Em outubro de 1905, embarcam no vapor “Rio Branco”, que estava ancorado na “Boca do Acre”, confluência do Rio Acre com o Purus, dois ícones da nacionalidade brasileira, Plácido de Castro e Euclides da Cunha. Plácido de Castro tinha comandado o vitorioso Movimento Revolucionário Acreano, que resultou na incorporação das terras bolivianas ao Brasil. Euclides chefiara a “Comissão Brasileira de Reconhecimento do Alto Purus”, cuja missão era mapear o Rio Purus, desde a foz, no Solimões, até suas cabeceiras, definindo as fronteiras do país com a Bolívia e o Peru.
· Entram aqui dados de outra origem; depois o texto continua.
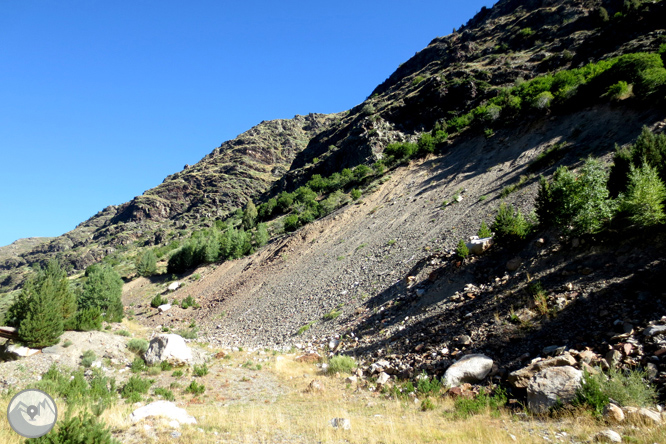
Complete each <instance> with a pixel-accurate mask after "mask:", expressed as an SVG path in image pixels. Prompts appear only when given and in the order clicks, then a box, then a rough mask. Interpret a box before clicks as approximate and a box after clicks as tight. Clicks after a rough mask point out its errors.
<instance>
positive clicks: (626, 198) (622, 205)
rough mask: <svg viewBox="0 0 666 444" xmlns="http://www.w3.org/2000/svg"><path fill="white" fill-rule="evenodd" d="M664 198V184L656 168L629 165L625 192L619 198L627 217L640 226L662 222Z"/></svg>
mask: <svg viewBox="0 0 666 444" xmlns="http://www.w3.org/2000/svg"><path fill="white" fill-rule="evenodd" d="M664 200H666V186H664V183H663V182H662V181H661V179H659V174H657V170H656V169H655V168H653V167H651V166H650V165H647V164H644V165H643V166H641V167H640V168H635V167H634V166H633V165H631V167H630V172H629V185H628V186H627V192H626V194H624V195H623V196H621V198H620V208H621V209H622V211H625V212H626V213H627V214H628V216H629V219H630V220H631V221H632V222H633V223H634V224H636V225H638V226H641V227H647V226H651V225H657V224H661V223H664V221H666V214H664Z"/></svg>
A viagem da Boca do Acre a Manaus durou uma semana e, neste período, aconteceu o encontro histórico. Euclides da Cunha solicitou a Plácido de Castro que redigisse um histórico da campanha, desde 1902 que culminou com a conquista do Acre. Plácido escreveu os apontamentos a lápis, e manteve longas conversas com o escritor, inclusive sobre a dinâmica da extração da borracha, seu ciclo produtivo e a vida nos seringais. (CASTRO, 2003)

Ao chegar ao Rio de Janeiro, Euclides da Cunha publicou na revista Kosmos (em janeiro de 1906), o artigo “Entre os Seringais” sem, contudo, referir-se à conversa que mantivera com Plácido de Castro. Em 27 de março de 1907, Plácido de Castro, prefeito de Rio Branco, se queixou, indignado, ao Ministro da Justiça, do artigo de Euclides da Cunha. Somente em 1930, os “apontamentos” do herói do Acre foram publicados, na íntegra, como parte do livro “O Estado Independente do Acre”, de autoria de Genesco de Castro, irmão de Plácido. O livro enfrentou dificuldades na sua distribuição, tendo em vista que os assassinos de Plácido permaneciam no poder.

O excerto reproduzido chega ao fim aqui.